DailyPost 1784

Democracy is the art of providing maximum good to the maximum people. Data is the biggest asset class today. Information is processed data. If democracy is devoid of data or actionable data or all data that can and should be made available as a right to the people at large, what is the fate of democracy? Democratization of information / data means that all data which is not required by specific laws to keep confidential should be made open. The data needs to be comprehensive and complete and should not be in bits and pieces. The effort which goes in collection or collating that data should be minimal and more often than not, should be made available at the click of a mouse.

The health of data is pretty much our health , is well known by now. There is no democracy without democratization of data. Data leads to empowerment and is the simplest and surest mode to it. Data / information through authentic / official sources can be the best way to make public servants and even private entities accountable. The best way to hide and stay in your cozy and safe haven is to obfuscate data. If we see the recent and not so recent legal provisions and enablement of statutory authorities, it shows a very clear and discernible trend in this direction. The malaise is known and so is the solution, putting the two together is the challenge.

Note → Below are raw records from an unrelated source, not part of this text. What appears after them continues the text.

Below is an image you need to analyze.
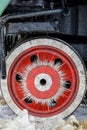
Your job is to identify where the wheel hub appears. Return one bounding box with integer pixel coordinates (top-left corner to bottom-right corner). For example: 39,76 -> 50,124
1,38 -> 86,118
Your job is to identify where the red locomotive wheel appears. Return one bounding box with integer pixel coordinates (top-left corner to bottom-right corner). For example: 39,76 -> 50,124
1,38 -> 86,118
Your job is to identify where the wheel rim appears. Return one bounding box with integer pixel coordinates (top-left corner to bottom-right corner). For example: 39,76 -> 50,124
1,39 -> 85,117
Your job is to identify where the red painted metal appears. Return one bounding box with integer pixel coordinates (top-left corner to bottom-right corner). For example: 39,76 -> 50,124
8,46 -> 79,117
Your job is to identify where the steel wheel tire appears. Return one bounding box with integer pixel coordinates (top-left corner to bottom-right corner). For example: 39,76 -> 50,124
1,38 -> 86,118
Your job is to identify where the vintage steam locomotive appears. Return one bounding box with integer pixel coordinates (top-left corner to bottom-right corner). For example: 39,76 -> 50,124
0,0 -> 87,118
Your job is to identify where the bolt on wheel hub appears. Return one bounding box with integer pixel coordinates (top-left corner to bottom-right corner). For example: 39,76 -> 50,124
2,38 -> 85,118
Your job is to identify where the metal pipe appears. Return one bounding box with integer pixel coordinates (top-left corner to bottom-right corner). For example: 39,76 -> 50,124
2,9 -> 63,23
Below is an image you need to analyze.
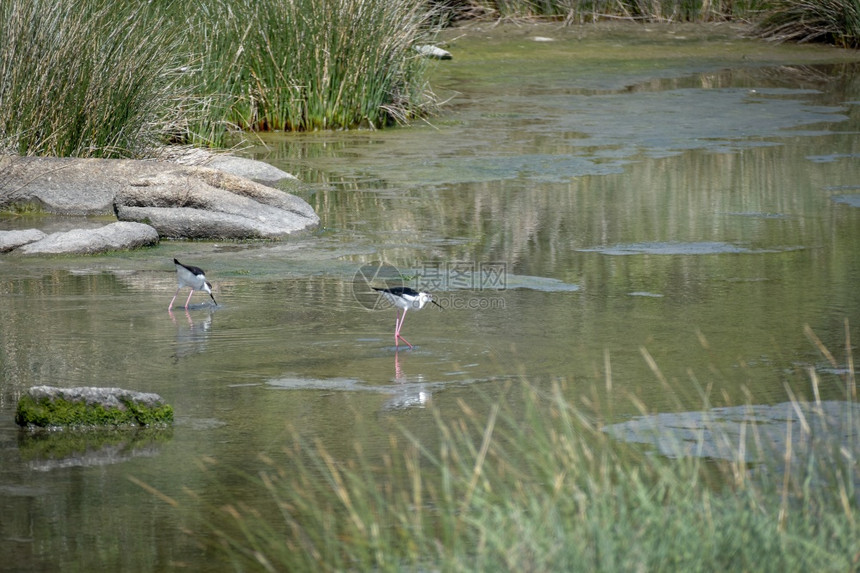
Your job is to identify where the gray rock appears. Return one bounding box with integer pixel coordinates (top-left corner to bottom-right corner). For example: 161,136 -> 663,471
0,156 -> 319,246
0,157 -> 127,215
15,222 -> 158,255
116,167 -> 319,239
0,229 -> 46,253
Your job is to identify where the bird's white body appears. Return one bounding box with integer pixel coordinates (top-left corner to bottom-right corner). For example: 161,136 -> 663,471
373,287 -> 442,348
167,259 -> 218,310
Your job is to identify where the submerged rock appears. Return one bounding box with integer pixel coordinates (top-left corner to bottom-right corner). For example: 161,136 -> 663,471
14,222 -> 158,255
15,386 -> 173,428
0,229 -> 47,253
413,44 -> 454,60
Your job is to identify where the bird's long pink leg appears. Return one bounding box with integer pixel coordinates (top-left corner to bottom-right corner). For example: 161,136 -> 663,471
394,307 -> 400,348
394,308 -> 414,348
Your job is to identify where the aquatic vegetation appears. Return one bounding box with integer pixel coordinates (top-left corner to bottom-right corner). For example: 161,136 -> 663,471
160,324 -> 860,571
15,386 -> 173,428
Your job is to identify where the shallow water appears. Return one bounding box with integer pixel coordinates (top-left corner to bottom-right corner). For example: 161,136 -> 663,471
0,21 -> 860,571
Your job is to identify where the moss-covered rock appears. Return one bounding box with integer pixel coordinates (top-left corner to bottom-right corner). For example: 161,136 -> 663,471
15,386 -> 173,428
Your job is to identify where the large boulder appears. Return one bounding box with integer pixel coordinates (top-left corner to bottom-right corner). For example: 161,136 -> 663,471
14,222 -> 158,255
0,157 -> 319,239
115,166 -> 319,239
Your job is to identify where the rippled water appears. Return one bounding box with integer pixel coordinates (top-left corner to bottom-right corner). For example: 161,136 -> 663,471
0,28 -> 860,571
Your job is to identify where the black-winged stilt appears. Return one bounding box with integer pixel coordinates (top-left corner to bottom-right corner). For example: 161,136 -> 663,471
373,287 -> 442,348
167,259 -> 218,310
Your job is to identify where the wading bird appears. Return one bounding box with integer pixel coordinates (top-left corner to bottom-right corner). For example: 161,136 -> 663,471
167,259 -> 218,310
373,287 -> 442,348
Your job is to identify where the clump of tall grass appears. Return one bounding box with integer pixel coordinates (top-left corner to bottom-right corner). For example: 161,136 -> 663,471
191,0 -> 440,139
0,0 -> 184,156
0,0 -> 440,157
757,0 -> 860,48
163,325 -> 860,572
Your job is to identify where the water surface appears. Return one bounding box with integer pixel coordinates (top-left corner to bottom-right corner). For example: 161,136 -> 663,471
0,21 -> 860,571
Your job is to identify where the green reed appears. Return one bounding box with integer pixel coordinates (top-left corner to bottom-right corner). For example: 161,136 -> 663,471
0,0 -> 440,157
0,0 -> 187,156
166,323 -> 860,572
191,0 -> 440,139
757,0 -> 860,48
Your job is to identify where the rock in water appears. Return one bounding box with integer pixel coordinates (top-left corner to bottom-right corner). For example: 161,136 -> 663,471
15,386 -> 173,428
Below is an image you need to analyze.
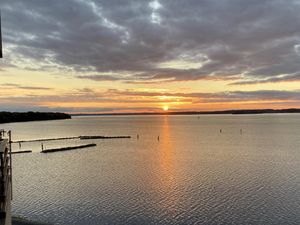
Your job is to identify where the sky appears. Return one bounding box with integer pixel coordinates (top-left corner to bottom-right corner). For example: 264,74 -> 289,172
0,0 -> 300,113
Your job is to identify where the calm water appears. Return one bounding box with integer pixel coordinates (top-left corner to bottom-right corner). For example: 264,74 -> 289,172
1,114 -> 300,225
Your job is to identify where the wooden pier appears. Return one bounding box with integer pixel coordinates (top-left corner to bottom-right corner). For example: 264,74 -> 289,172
41,144 -> 97,153
79,136 -> 131,140
0,130 -> 12,225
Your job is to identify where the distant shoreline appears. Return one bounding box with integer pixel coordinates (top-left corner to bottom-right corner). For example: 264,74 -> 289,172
70,108 -> 300,116
0,112 -> 71,124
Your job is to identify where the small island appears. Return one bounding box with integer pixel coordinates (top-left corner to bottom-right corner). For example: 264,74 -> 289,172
0,112 -> 71,123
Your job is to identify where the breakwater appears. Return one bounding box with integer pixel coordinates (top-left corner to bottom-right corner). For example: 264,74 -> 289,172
41,143 -> 97,153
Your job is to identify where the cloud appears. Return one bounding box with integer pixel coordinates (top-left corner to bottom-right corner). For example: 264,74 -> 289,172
0,83 -> 53,91
2,0 -> 300,84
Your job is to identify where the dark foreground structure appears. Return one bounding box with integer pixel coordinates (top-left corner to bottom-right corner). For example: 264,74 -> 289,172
0,130 -> 12,225
0,112 -> 71,123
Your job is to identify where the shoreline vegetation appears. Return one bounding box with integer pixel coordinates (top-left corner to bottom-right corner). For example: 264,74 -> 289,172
71,108 -> 300,116
0,112 -> 71,124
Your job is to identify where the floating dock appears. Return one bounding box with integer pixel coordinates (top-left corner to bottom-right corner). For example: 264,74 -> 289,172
41,144 -> 97,153
79,136 -> 131,140
12,136 -> 79,143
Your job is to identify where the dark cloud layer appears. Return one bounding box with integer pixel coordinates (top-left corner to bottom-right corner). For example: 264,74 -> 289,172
1,0 -> 300,84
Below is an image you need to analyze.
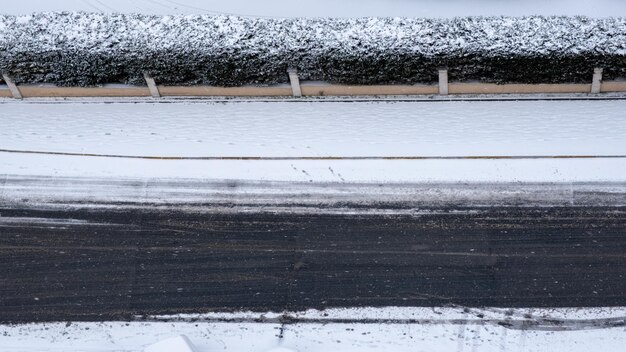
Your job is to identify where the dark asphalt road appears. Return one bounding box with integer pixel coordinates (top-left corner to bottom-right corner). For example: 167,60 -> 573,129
0,206 -> 626,322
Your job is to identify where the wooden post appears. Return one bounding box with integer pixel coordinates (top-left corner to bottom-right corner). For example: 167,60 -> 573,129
439,69 -> 448,95
287,68 -> 302,98
143,72 -> 161,98
591,68 -> 603,94
2,72 -> 22,99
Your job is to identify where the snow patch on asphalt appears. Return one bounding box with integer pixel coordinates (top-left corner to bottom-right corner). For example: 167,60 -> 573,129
0,307 -> 626,352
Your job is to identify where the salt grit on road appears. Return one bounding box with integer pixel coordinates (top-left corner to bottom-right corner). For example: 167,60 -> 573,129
0,100 -> 626,182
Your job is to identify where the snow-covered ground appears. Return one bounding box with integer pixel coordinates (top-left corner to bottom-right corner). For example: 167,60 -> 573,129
0,307 -> 626,352
0,100 -> 626,157
0,0 -> 626,17
0,100 -> 626,182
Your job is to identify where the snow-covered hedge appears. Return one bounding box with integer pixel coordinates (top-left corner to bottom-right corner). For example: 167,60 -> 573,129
0,13 -> 626,86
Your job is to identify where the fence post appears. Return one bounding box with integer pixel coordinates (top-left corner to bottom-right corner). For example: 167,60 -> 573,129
439,69 -> 448,95
287,68 -> 302,98
2,72 -> 22,99
143,72 -> 161,98
591,68 -> 603,94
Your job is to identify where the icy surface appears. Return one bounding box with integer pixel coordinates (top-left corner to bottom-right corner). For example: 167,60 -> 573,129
0,0 -> 626,17
0,100 -> 626,157
0,307 -> 626,352
0,101 -> 626,182
0,13 -> 626,86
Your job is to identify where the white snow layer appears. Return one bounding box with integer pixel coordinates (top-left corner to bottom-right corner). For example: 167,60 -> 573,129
0,0 -> 626,17
0,100 -> 626,182
0,307 -> 626,352
0,13 -> 626,86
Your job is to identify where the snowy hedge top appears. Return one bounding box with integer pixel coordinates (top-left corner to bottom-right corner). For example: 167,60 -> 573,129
0,12 -> 626,84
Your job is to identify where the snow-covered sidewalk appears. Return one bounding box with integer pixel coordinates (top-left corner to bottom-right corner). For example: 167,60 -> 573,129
0,100 -> 626,182
0,307 -> 626,352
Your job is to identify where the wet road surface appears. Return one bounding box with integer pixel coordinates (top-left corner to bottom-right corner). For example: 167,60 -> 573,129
0,206 -> 626,322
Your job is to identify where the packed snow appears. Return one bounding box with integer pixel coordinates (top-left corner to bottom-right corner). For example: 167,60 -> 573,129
0,12 -> 626,86
0,0 -> 626,17
0,100 -> 626,182
0,100 -> 626,157
0,307 -> 626,352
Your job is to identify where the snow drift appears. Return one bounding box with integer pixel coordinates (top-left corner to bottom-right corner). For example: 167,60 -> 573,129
0,12 -> 626,86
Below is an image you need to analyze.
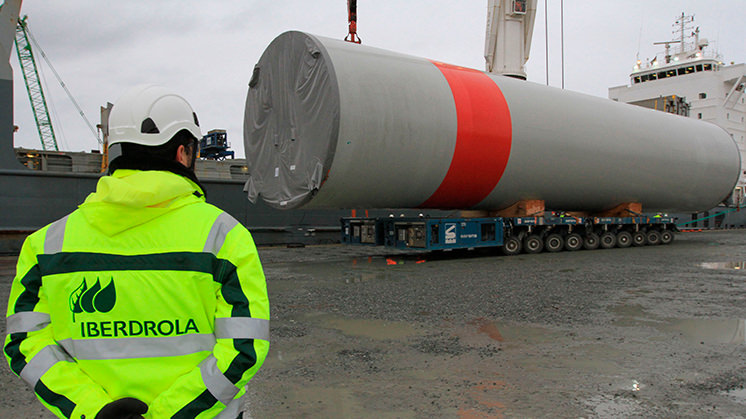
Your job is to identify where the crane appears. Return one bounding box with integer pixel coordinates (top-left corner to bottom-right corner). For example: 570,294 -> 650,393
345,0 -> 361,44
15,16 -> 59,151
484,0 -> 537,80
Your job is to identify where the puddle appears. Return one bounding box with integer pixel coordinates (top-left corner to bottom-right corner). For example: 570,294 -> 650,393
661,319 -> 746,344
723,388 -> 746,404
699,262 -> 746,271
608,305 -> 746,344
265,255 -> 429,284
306,314 -> 422,340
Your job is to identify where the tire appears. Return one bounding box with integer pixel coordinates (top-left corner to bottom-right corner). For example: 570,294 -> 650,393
661,230 -> 676,244
616,231 -> 632,248
647,230 -> 661,246
503,236 -> 523,256
523,234 -> 544,254
583,233 -> 600,250
598,231 -> 616,249
544,234 -> 565,253
565,233 -> 583,252
632,231 -> 648,246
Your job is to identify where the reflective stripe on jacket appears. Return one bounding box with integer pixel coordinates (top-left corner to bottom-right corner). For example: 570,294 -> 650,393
4,170 -> 269,419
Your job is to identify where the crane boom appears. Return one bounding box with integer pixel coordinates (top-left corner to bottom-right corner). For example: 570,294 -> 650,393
345,0 -> 361,44
484,0 -> 536,80
15,16 -> 59,151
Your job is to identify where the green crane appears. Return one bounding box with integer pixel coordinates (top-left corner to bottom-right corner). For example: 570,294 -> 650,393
15,16 -> 59,151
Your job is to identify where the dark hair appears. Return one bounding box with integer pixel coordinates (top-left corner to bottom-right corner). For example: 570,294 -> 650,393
122,129 -> 197,160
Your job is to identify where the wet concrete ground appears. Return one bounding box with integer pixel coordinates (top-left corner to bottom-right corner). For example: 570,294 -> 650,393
0,230 -> 746,418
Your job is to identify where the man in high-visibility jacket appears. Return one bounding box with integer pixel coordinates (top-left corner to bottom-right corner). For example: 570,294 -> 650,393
4,86 -> 269,419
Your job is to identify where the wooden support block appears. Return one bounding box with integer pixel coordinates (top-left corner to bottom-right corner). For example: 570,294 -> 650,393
490,199 -> 544,217
594,202 -> 642,217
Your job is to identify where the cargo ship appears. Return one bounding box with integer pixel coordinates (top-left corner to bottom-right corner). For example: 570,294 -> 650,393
609,13 -> 746,228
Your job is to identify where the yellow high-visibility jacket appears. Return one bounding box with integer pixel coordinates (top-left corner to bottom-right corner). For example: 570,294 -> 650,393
4,169 -> 269,419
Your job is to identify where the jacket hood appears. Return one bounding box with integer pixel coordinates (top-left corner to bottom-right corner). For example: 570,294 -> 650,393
79,169 -> 205,236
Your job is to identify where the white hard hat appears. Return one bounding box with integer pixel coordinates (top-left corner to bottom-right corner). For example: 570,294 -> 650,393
109,84 -> 202,146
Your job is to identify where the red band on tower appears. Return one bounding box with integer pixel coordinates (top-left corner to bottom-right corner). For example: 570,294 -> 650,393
419,61 -> 513,209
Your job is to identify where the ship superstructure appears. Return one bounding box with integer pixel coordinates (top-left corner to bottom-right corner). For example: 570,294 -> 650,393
609,13 -> 746,203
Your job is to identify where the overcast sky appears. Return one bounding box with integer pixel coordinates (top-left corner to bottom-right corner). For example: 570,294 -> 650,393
11,0 -> 746,157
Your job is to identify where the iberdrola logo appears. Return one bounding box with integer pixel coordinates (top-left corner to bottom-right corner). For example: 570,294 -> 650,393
70,277 -> 117,323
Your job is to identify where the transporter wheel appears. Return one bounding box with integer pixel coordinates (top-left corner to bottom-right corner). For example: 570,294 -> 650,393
661,230 -> 675,244
523,234 -> 544,254
598,231 -> 616,249
647,230 -> 661,246
565,233 -> 583,252
616,231 -> 632,248
632,231 -> 648,246
544,233 -> 565,253
583,233 -> 600,250
503,236 -> 523,256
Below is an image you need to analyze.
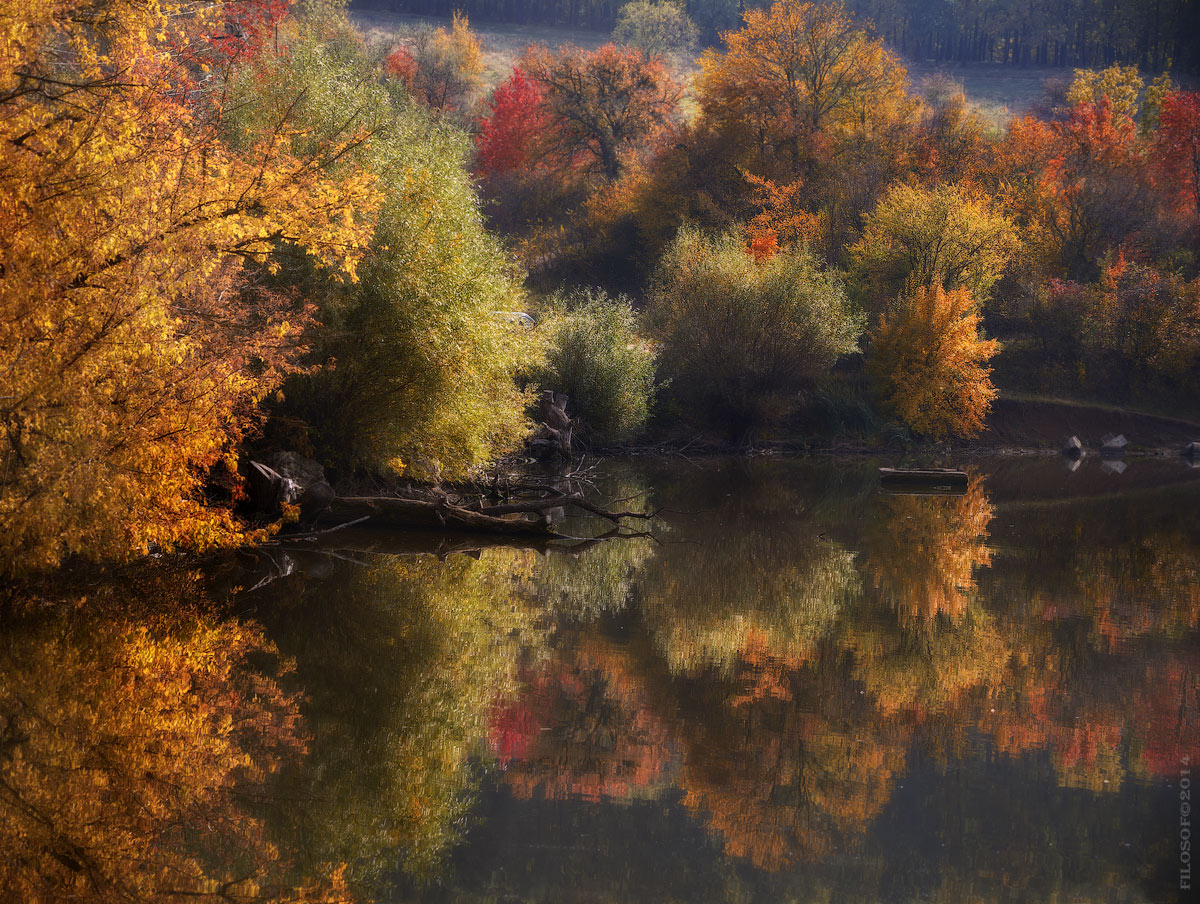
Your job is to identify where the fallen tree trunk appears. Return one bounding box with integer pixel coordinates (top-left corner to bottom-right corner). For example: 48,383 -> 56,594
322,496 -> 554,537
320,493 -> 655,537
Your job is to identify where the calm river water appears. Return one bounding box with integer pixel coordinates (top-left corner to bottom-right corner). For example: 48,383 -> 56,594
0,459 -> 1200,904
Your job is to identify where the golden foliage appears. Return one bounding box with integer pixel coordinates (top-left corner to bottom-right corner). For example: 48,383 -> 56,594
850,182 -> 1019,307
0,0 -> 374,573
697,0 -> 911,176
865,475 -> 995,622
0,575 -> 347,904
868,285 -> 1000,438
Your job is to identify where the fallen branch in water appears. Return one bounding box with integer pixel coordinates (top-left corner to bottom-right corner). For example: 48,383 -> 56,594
307,491 -> 658,537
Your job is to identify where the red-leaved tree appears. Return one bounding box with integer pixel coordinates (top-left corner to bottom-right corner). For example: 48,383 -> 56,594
475,66 -> 547,176
1154,91 -> 1200,217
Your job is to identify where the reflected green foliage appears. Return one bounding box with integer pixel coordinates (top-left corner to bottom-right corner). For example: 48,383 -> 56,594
259,550 -> 544,890
9,460 -> 1200,904
533,538 -> 655,624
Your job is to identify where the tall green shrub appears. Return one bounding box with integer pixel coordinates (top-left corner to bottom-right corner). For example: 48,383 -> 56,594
536,289 -> 654,442
230,12 -> 534,478
648,227 -> 863,438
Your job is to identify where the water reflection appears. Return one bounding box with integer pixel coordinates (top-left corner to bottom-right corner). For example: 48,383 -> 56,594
0,574 -> 343,902
0,461 -> 1200,902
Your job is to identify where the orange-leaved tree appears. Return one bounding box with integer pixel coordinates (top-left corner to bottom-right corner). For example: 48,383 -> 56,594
1154,91 -> 1200,222
0,0 -> 374,575
698,0 -> 911,176
521,44 -> 679,182
868,283 -> 1000,438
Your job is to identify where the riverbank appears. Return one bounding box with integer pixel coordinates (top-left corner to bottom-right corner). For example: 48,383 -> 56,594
596,396 -> 1200,456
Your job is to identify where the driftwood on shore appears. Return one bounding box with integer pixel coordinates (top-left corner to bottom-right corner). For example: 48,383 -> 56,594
250,453 -> 656,540
320,493 -> 655,537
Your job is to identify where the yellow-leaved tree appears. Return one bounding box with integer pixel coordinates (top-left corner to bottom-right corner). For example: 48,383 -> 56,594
0,0 -> 376,575
850,182 -> 1020,310
868,283 -> 1000,439
697,0 -> 913,176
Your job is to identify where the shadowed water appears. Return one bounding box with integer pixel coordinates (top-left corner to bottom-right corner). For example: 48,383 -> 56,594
0,459 -> 1200,903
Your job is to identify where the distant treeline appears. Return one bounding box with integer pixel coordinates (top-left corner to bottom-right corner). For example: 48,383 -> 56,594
352,0 -> 1200,72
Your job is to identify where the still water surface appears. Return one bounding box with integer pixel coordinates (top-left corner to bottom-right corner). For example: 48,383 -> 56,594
0,459 -> 1200,904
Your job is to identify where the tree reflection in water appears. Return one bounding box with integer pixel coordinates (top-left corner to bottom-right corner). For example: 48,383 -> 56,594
0,574 -> 344,903
0,462 -> 1200,902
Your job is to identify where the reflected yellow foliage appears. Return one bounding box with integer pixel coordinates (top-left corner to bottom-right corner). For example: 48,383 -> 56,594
0,576 -> 347,904
265,550 -> 540,887
642,534 -> 859,676
864,477 -> 995,622
492,635 -> 672,801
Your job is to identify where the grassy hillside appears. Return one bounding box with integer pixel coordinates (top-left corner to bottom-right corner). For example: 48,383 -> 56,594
352,10 -> 1069,126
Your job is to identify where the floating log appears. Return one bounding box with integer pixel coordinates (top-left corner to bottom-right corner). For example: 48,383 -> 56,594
1100,433 -> 1129,459
880,468 -> 968,486
1062,436 -> 1085,459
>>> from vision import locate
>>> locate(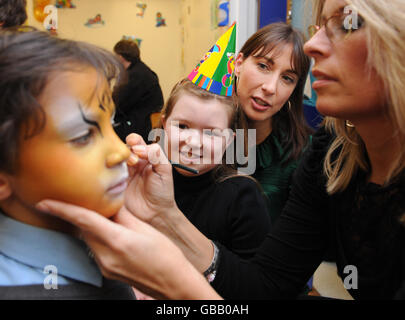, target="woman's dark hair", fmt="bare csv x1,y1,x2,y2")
114,40,141,63
0,28,122,173
0,0,27,28
235,22,312,161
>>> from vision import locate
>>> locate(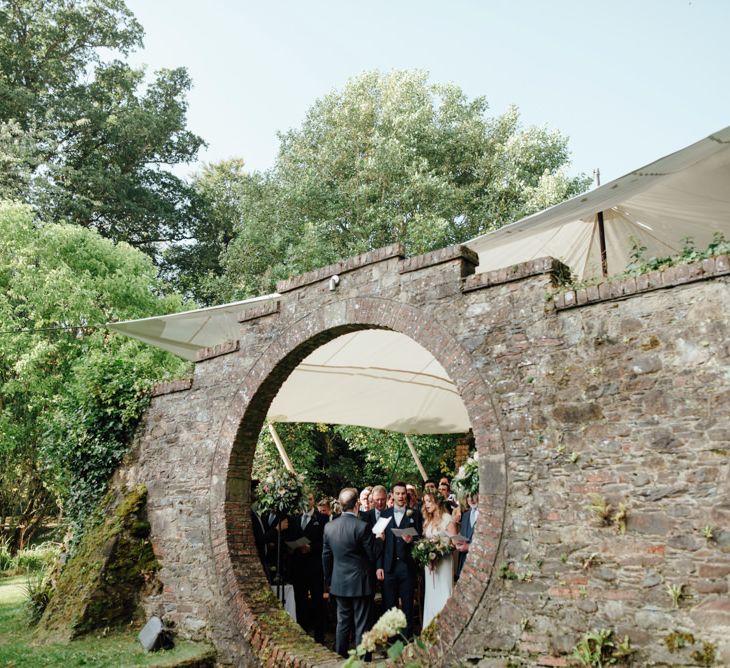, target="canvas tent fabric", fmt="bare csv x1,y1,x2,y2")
106,293,279,361
268,330,469,434
466,127,730,279
108,294,470,434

The battle of our lives is the battle for data. The enactment of the Right to Information Act was not the culmination of a battle but the beginning of war. The war is of legally snatching information / data and the other party creating ways and means to legally withhold it. The effort to get data should not become a wild goose chase. In lots of official / legal  arenas, the data provided is devoid of making any sense out of it at all or is outdated or it is not cross verifiable. The data hygiene of different data streams and information flows which go behind its final creation, is more relevant than the data finally provided, because its utility is dependent on it.

The sessions of the Union Legislature and that of the states, if provided with official data in real time and dynamic way, would make large chunks of  sessions futile. It would add to the quality of the debates and most importantly the data can be cross verified in the legislature itself at the click of a mouse. Large part of the effort in investigation and enquiries also revolve around the ready availability of authentic data.  An open data world is free world, opaqueness always has a purpose and a non-democratic one. The magic of the Suo moto powers of criminal case registration, public interest litigation and Suo moto powers of the courts would come to life, if it is supported by open data policy. The arduous nature of proceedings primarily because of non-availability of data / information is the real spoiler. If data does not serve the democratic purposes, then what else is it supposed to serve?